Эстонская новелла XIX—XX веков — страница 36 из 83

Лилиан упала ничком на тротуар и лежала там без сознания, точно мертвая, — лицо будто кровавое месиво, губы рассечены, очки разбиты, осколки стекла впились в кожу. И это была она, которую я так хотел уберечь! Больше, чем все другое! Над этим моим желанием, конечно, можно поиронизировать; я делаю это сам, говоря себе: все потому, что ты стар. Но разве это не все равно? Разве от этого изменяются чувства, которые я там пережил? Равных им я не нахожу, сколько бы я ни искал их в прошлом.

Я склонился над Лилиан, увидел, что случилось и яснее, чем когда-либо раньше, понял, что из всего потерянного мне хотелось бы теперь вернуть лишь одно — родину.

Добрые люди поспешили на помощь. Мы унесли Лилиан с проезжей дороги. Вскоре она очнулась. Она была жива. Я снова увидел ее глаза; боялся, что уже никогда не увижу их. Она спросила: «Почему я упала?»

Люди, попавшие в беду, не должны бы задавать таких детских вопросов.

Полицейская машина успела на место раньше санитарной. Лилиан увезли в больницу. Уже два дня и две ночи находится она там.

Вот чем обернулось наше нынешнее увеселение!

Брожу в одиночестве по большому городу, думаю о многом, о чем раньше и не думал, и с нетерпением жду, когда Лилиан выйдет из больницы, потому что там так страшно — она попала к тяжелобольным. Правда, и ее состояние не легче: голова забинтована, на руку наложена шина. При падении Лилиан сломала себе запястье.

Когда мое письмо дойдет до родины, там, наверное, уже будут цвести перелески. Когда мальчишкой я однажды в воскресенье собирал их в лесу, меня ужалила гадюка. Видишь, чего только не приходит сейчас на память!

В Буэнос-Айрес пока не пиши. Не знаю, когда мы вернемся туда. Все зависит от того, как будет поправляться Лилиан.

С приветом, Мартин Санглепп.


Буэнос-Айрес, 28/IV-61

Дорогая Малль!

Мы не могли дождаться в Нью-Йорке полного выздоровления Лилиан. Сразу же, едва только позволило ее здоровье, мы поехали домой, вместо того чтобы осматривать Вашингтон и посетить Торонто, как намеревались. Мы так были счастливы — она особенно, — что на лице не осталось ни одного шрама. Это было вначале. Но сейчас и это уже не приносит нам радости. Сидим в своем старом гнезде с новыми печалями, которые и серьезнее и больше, чем когда-либо раньше. Вернувшись домой, Лилиан облегчения не почувствовала. Начали ходить по врачам, и тогда выяснилось, что у нее болезнь Паркинсона.

Падучая!

Все другие тяжелые недуги оставляют врачам возможность профессиональной лжи. У меня был друг, который умер от рака желудка, до конца убежденный, что у него воспаление кишечника. Больные легко верят — не по глупости, а от великого желания жить.

Но признаки и течение болезни у Лилиан такие, что никто не может ее обмануть. Она считает себя приговоренной к смерти, человеком, у которого нет даже права на прошение о помиловании.

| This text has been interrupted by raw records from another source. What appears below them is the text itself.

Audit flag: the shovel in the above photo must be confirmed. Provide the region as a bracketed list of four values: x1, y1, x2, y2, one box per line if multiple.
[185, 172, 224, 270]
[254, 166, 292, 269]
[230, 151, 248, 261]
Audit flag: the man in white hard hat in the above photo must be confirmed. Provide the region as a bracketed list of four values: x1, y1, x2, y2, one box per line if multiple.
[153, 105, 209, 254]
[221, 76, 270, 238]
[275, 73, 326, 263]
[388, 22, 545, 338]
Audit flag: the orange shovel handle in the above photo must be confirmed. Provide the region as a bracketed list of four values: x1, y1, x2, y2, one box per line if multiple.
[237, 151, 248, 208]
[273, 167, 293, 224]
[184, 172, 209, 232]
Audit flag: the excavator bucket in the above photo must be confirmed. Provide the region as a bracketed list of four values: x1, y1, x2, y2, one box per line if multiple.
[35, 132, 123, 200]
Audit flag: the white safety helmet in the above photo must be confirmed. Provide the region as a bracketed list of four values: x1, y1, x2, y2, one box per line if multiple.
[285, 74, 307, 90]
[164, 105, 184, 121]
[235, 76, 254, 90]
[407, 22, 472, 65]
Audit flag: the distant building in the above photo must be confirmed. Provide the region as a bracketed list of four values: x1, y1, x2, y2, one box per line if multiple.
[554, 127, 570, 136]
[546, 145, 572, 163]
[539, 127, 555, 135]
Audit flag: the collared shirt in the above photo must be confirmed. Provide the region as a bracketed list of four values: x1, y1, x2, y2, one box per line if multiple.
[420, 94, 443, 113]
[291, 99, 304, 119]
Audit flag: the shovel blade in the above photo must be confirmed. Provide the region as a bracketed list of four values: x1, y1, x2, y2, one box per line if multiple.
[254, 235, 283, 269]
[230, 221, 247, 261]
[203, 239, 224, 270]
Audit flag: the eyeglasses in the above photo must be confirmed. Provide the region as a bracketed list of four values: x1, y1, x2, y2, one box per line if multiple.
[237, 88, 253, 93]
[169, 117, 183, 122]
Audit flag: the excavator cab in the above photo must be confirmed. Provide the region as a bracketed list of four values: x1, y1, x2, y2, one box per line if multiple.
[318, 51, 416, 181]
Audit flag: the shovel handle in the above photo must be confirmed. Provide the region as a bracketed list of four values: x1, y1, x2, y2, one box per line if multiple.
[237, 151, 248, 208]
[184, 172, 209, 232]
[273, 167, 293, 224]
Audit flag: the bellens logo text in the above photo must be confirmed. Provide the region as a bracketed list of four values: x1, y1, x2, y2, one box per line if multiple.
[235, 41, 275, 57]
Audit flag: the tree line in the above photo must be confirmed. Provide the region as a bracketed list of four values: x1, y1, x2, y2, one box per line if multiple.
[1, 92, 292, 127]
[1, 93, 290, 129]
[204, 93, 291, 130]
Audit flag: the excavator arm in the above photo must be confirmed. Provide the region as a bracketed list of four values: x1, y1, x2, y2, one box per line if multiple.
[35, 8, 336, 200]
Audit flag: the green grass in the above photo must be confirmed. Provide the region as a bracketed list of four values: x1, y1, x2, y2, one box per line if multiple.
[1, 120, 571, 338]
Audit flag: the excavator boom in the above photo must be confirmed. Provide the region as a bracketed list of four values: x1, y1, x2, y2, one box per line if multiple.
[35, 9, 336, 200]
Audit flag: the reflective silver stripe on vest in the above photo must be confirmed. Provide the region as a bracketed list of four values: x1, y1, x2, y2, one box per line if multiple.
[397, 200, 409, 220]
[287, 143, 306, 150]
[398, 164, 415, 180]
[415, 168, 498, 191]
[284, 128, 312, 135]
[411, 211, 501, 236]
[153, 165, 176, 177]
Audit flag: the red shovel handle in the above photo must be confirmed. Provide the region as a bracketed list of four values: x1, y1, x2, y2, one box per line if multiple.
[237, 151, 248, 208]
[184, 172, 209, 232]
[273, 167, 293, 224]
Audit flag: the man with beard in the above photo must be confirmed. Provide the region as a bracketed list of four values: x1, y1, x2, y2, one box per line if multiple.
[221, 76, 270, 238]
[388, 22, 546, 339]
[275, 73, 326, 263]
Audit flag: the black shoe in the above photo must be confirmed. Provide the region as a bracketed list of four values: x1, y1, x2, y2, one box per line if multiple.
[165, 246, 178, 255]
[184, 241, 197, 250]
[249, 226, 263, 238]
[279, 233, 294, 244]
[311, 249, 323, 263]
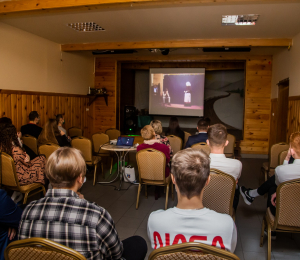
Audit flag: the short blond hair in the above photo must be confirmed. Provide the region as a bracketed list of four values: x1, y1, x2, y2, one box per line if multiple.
[290, 132, 300, 157]
[45, 147, 86, 188]
[141, 125, 155, 140]
[150, 120, 163, 135]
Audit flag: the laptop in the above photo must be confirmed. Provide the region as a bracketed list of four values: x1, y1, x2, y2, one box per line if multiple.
[116, 137, 135, 149]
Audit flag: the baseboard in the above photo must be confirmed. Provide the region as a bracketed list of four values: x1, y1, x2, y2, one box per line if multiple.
[241, 154, 268, 159]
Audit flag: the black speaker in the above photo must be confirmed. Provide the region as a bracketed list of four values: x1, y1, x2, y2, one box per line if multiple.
[124, 106, 137, 134]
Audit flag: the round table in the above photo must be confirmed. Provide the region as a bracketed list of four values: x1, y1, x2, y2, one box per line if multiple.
[99, 144, 137, 190]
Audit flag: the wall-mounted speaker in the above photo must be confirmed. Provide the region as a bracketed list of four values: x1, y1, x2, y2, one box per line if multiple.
[124, 106, 137, 134]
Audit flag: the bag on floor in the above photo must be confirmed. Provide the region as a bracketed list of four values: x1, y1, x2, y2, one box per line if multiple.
[123, 165, 136, 183]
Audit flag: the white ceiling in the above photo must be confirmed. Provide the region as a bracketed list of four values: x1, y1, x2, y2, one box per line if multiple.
[1, 3, 300, 45]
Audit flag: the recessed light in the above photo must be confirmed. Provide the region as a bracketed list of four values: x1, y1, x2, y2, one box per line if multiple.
[67, 22, 105, 32]
[222, 14, 259, 26]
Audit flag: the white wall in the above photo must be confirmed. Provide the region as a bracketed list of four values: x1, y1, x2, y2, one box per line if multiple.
[272, 31, 300, 98]
[0, 22, 94, 95]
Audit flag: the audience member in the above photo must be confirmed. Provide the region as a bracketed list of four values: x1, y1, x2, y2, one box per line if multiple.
[207, 124, 242, 210]
[165, 116, 185, 144]
[185, 118, 209, 148]
[137, 125, 171, 200]
[18, 147, 147, 260]
[0, 124, 46, 203]
[0, 189, 23, 260]
[20, 111, 42, 139]
[240, 132, 300, 217]
[147, 149, 237, 252]
[38, 119, 71, 147]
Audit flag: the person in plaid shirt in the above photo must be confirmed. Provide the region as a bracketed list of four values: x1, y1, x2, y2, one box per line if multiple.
[18, 147, 147, 260]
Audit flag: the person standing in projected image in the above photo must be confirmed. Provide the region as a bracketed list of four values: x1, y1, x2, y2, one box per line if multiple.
[184, 81, 192, 107]
[165, 116, 185, 144]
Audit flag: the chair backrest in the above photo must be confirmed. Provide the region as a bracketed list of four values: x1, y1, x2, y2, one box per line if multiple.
[224, 134, 236, 158]
[278, 150, 288, 166]
[203, 169, 236, 216]
[167, 135, 182, 155]
[274, 178, 300, 229]
[269, 143, 289, 169]
[0, 152, 21, 189]
[184, 131, 191, 148]
[5, 237, 86, 260]
[136, 148, 166, 182]
[105, 128, 121, 140]
[68, 127, 83, 138]
[191, 142, 211, 155]
[38, 143, 61, 159]
[71, 137, 93, 163]
[92, 132, 110, 155]
[22, 134, 38, 155]
[148, 242, 240, 260]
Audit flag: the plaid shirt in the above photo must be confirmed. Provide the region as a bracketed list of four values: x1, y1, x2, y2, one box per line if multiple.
[18, 189, 123, 260]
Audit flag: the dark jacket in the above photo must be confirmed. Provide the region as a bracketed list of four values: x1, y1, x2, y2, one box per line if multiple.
[185, 132, 208, 148]
[21, 124, 42, 139]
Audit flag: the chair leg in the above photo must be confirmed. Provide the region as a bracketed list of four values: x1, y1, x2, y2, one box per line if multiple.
[165, 184, 169, 210]
[110, 157, 113, 175]
[172, 184, 174, 200]
[145, 184, 147, 198]
[23, 192, 29, 204]
[101, 162, 104, 178]
[260, 216, 265, 247]
[136, 184, 142, 209]
[267, 223, 272, 260]
[42, 186, 46, 196]
[93, 164, 98, 186]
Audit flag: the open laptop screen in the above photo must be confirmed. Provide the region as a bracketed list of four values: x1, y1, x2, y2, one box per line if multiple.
[116, 137, 134, 147]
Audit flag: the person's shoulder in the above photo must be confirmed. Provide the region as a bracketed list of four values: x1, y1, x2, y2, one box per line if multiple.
[226, 157, 242, 166]
[205, 208, 235, 226]
[0, 189, 8, 199]
[149, 209, 171, 221]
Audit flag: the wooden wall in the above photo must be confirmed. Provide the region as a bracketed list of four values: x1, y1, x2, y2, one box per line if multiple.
[287, 96, 300, 140]
[0, 90, 92, 138]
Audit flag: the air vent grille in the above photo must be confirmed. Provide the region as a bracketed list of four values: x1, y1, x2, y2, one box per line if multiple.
[222, 14, 259, 26]
[67, 22, 105, 32]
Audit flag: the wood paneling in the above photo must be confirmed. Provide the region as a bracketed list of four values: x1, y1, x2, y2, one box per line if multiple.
[287, 96, 300, 141]
[0, 90, 91, 138]
[269, 98, 278, 148]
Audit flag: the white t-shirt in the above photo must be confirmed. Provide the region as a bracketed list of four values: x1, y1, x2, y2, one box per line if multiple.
[209, 153, 242, 181]
[147, 207, 237, 253]
[275, 159, 300, 186]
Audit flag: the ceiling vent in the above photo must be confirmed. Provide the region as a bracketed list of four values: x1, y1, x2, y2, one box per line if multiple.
[67, 22, 105, 32]
[222, 14, 259, 26]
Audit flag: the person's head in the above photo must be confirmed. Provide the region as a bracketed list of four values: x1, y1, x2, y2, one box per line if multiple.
[289, 132, 300, 158]
[171, 148, 210, 199]
[141, 125, 155, 140]
[205, 117, 211, 126]
[197, 118, 209, 132]
[150, 120, 163, 135]
[207, 124, 228, 149]
[38, 119, 60, 145]
[0, 117, 12, 131]
[45, 147, 86, 190]
[0, 123, 21, 156]
[29, 111, 40, 124]
[56, 114, 65, 126]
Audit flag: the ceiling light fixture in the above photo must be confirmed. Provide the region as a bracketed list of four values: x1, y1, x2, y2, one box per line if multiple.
[222, 14, 259, 26]
[67, 22, 105, 32]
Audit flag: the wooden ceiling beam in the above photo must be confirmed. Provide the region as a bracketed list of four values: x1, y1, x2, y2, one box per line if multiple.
[61, 38, 292, 52]
[1, 0, 300, 15]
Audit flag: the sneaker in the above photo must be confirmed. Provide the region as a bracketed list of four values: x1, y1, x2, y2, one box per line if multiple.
[240, 186, 255, 205]
[264, 229, 277, 240]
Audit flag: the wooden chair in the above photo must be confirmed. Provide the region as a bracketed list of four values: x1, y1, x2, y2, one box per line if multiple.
[260, 178, 300, 260]
[148, 242, 240, 260]
[38, 143, 60, 159]
[71, 137, 101, 185]
[262, 142, 289, 181]
[166, 135, 182, 155]
[191, 142, 211, 155]
[105, 128, 121, 141]
[203, 169, 236, 220]
[136, 148, 173, 210]
[224, 134, 236, 158]
[0, 152, 46, 204]
[68, 127, 83, 138]
[4, 237, 86, 260]
[22, 134, 38, 155]
[183, 131, 191, 148]
[92, 132, 113, 177]
[278, 150, 288, 165]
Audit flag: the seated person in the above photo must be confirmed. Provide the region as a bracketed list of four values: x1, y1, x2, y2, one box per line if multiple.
[165, 116, 185, 144]
[38, 119, 71, 147]
[240, 132, 300, 217]
[18, 147, 147, 260]
[0, 189, 23, 260]
[20, 111, 42, 139]
[207, 124, 242, 210]
[147, 149, 237, 252]
[56, 114, 71, 141]
[185, 118, 209, 148]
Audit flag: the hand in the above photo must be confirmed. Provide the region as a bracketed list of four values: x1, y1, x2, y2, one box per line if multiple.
[24, 153, 30, 163]
[285, 147, 292, 161]
[8, 228, 17, 241]
[76, 192, 84, 199]
[17, 132, 22, 138]
[271, 193, 277, 207]
[67, 136, 72, 141]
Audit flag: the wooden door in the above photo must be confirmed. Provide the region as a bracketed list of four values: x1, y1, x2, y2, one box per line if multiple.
[276, 81, 289, 143]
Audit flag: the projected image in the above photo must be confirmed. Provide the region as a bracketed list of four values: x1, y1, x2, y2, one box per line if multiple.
[149, 69, 205, 117]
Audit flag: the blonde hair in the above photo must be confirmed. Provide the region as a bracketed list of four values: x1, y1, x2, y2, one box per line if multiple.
[38, 119, 60, 146]
[150, 120, 163, 135]
[290, 132, 300, 157]
[45, 147, 86, 188]
[141, 125, 155, 140]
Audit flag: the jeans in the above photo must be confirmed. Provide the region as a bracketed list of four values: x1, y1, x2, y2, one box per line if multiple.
[257, 175, 277, 215]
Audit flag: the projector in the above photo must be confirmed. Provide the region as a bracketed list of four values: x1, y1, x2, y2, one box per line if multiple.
[110, 139, 117, 145]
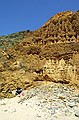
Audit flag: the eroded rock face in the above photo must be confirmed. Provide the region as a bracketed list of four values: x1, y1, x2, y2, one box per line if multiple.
[33, 11, 79, 45]
[0, 11, 79, 98]
[43, 58, 78, 84]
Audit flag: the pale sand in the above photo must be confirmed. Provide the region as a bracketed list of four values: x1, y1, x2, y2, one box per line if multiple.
[0, 96, 47, 120]
[0, 84, 79, 120]
[0, 96, 79, 120]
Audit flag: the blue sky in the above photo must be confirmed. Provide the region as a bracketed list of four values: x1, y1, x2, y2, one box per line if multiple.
[0, 0, 79, 35]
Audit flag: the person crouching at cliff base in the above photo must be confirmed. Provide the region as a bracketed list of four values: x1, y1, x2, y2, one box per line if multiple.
[15, 87, 24, 97]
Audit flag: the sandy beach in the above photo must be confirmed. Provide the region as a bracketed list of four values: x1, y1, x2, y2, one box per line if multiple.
[0, 83, 79, 120]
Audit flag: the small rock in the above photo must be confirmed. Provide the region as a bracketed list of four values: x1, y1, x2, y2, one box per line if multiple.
[51, 108, 56, 115]
[63, 87, 67, 90]
[75, 110, 79, 117]
[76, 98, 79, 103]
[36, 114, 41, 117]
[12, 109, 16, 112]
[59, 95, 65, 100]
[69, 102, 75, 108]
[1, 102, 6, 105]
[75, 94, 79, 97]
[65, 109, 71, 116]
[4, 109, 8, 112]
[48, 107, 52, 110]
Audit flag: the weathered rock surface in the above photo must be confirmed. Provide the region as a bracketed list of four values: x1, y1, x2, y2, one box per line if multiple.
[0, 11, 79, 98]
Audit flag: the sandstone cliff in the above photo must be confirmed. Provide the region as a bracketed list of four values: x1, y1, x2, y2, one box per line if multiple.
[0, 11, 79, 98]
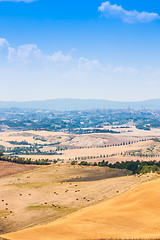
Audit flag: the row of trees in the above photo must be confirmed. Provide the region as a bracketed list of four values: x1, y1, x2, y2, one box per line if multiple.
[75, 160, 160, 175]
[0, 153, 51, 165]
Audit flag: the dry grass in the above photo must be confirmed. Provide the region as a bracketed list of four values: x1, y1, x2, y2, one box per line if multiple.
[18, 140, 160, 163]
[0, 164, 157, 236]
[1, 128, 160, 163]
[2, 177, 160, 240]
[1, 128, 160, 240]
[1, 127, 160, 153]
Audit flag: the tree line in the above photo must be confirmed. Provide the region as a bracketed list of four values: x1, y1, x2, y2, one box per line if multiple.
[72, 159, 160, 175]
[0, 152, 51, 165]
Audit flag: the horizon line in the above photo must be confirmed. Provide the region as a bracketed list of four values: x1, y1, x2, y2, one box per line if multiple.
[0, 97, 160, 103]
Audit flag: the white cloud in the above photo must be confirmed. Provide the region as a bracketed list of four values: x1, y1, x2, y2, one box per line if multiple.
[1, 37, 159, 102]
[0, 38, 9, 48]
[78, 57, 100, 70]
[8, 44, 42, 61]
[98, 1, 160, 23]
[47, 51, 72, 62]
[7, 43, 72, 63]
[0, 0, 36, 2]
[105, 64, 139, 75]
[127, 67, 139, 73]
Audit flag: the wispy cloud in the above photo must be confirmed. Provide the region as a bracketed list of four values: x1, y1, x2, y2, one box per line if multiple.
[98, 1, 160, 23]
[1, 37, 160, 101]
[0, 0, 36, 2]
[0, 38, 9, 48]
[78, 57, 100, 70]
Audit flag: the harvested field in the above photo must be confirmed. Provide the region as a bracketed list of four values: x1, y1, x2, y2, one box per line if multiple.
[65, 168, 131, 182]
[60, 139, 160, 161]
[0, 161, 39, 178]
[1, 127, 160, 154]
[2, 177, 160, 240]
[0, 128, 160, 164]
[19, 139, 160, 163]
[0, 164, 157, 236]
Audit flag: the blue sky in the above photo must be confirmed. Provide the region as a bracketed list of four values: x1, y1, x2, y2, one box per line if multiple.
[0, 0, 160, 101]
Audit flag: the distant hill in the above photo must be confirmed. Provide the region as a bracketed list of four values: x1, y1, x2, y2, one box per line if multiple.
[0, 98, 160, 110]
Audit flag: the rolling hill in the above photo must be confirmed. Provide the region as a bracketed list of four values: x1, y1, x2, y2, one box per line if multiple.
[1, 176, 160, 240]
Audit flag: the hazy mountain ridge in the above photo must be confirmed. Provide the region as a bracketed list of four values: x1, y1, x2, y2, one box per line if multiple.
[0, 98, 160, 111]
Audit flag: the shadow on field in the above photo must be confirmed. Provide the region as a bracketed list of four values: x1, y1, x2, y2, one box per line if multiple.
[65, 168, 132, 182]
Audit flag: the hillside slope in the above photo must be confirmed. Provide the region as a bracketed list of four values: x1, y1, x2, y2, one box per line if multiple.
[1, 176, 160, 240]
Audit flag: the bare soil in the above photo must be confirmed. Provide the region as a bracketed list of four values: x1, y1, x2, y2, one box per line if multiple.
[0, 161, 39, 178]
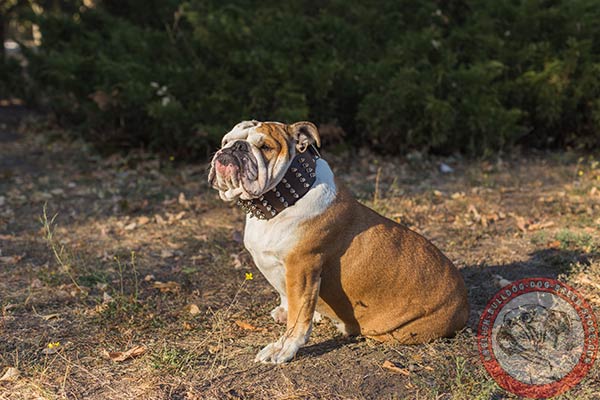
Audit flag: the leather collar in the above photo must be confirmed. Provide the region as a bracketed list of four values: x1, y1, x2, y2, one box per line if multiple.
[237, 145, 320, 220]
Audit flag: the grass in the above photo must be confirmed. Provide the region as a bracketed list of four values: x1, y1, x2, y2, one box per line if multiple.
[555, 229, 597, 252]
[40, 203, 83, 292]
[531, 229, 598, 254]
[0, 120, 599, 399]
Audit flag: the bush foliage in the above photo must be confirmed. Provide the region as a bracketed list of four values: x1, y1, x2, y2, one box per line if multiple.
[7, 0, 600, 156]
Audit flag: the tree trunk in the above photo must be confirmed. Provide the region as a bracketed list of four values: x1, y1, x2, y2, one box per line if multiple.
[0, 14, 5, 62]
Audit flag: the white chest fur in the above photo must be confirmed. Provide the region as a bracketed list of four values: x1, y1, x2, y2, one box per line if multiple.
[243, 159, 336, 297]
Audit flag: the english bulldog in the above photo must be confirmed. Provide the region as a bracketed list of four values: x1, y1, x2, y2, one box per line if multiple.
[208, 120, 469, 364]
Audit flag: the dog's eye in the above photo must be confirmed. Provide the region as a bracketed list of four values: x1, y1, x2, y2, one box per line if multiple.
[261, 144, 271, 151]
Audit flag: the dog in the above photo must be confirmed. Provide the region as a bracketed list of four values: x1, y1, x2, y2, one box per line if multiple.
[208, 120, 469, 363]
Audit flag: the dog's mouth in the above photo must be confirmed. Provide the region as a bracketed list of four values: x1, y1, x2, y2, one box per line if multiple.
[209, 146, 262, 200]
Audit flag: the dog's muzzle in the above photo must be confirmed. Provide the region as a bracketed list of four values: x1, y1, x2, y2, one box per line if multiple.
[214, 141, 249, 176]
[210, 140, 259, 195]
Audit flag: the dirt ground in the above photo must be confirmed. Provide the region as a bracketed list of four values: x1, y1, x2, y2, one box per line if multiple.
[1, 111, 599, 399]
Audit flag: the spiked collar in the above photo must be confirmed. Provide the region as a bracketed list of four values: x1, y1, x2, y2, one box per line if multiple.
[237, 146, 320, 220]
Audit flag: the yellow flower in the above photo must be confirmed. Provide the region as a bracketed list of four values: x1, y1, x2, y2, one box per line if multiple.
[169, 155, 175, 161]
[245, 272, 253, 281]
[578, 170, 584, 176]
[47, 341, 60, 349]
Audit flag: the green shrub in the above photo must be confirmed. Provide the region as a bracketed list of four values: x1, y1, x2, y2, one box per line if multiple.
[8, 0, 600, 157]
[0, 57, 26, 99]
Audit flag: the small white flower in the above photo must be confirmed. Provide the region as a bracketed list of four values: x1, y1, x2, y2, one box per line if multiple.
[157, 86, 168, 96]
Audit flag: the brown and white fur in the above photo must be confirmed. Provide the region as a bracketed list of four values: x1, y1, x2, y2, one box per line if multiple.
[208, 120, 469, 364]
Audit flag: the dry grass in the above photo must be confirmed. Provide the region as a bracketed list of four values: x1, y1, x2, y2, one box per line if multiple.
[1, 116, 599, 399]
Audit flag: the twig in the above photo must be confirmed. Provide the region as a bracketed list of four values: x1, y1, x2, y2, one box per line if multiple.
[374, 166, 382, 205]
[40, 203, 82, 291]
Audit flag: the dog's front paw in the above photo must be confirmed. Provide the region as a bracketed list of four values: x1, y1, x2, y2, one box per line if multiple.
[270, 306, 287, 324]
[254, 338, 301, 364]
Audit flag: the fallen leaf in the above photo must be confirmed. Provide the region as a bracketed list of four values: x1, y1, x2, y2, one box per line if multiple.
[527, 221, 555, 231]
[103, 345, 146, 362]
[178, 192, 188, 206]
[188, 304, 200, 315]
[0, 367, 20, 382]
[194, 234, 208, 242]
[480, 215, 488, 228]
[548, 240, 561, 249]
[59, 283, 88, 298]
[160, 249, 174, 259]
[124, 222, 137, 231]
[155, 214, 166, 225]
[30, 278, 44, 288]
[153, 281, 180, 293]
[515, 216, 527, 232]
[382, 360, 410, 376]
[102, 292, 114, 304]
[95, 303, 109, 313]
[137, 216, 150, 225]
[144, 274, 155, 282]
[0, 255, 22, 265]
[467, 204, 481, 221]
[234, 320, 263, 331]
[40, 313, 61, 321]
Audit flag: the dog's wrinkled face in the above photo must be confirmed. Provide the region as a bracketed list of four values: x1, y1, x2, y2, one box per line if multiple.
[208, 120, 320, 202]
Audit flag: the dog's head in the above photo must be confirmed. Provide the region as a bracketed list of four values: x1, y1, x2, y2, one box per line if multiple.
[208, 120, 320, 201]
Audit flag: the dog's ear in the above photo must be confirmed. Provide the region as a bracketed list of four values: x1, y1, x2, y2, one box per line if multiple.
[289, 121, 321, 153]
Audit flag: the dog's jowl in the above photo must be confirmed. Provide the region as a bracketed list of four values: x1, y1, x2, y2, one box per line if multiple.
[208, 120, 469, 364]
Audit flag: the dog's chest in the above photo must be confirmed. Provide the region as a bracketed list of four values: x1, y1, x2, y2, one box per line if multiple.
[243, 215, 301, 294]
[242, 159, 337, 294]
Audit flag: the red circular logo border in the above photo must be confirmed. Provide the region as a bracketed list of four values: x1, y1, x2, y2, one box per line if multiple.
[477, 278, 598, 399]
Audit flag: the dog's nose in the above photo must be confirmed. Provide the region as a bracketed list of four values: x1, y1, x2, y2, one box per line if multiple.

На свете шестнадцать миллионов людей, которые, страдая эпилепсией, ждут своего конца.

И моя бедная Лилиан — одна из них!

Теперь нам припоминается кое-что из того, чему мы раньше не придавали значения. Лилиан жаловалась на удушье, ее частенько тянуло зевать. Походка год от года становилась все более семенящей. Это были симптомы. И мизинец, что забавлял нас порой своим дрожанием.

Когда Лилиан в тот раз подала мне апельсин и сказала: «Не хватает лишь змея»! — я ответил, что мы уже стары, чтобы стать героями этой легенды. Ответ ей не понравился. И она подняла руку, намереваясь шлепнуть меня по губам. Я засмеялся и отошел, медленно, не торопясь: надобности бежать у меня не было. Уже тогда эта страшная болезнь спутывала ей ноги! К счастью, я был довольно близко от нее, когда она споткнулась и чуть было не упала. Я подхватил ее и сказал: «Ну вот, — совсем как столетняя старуха».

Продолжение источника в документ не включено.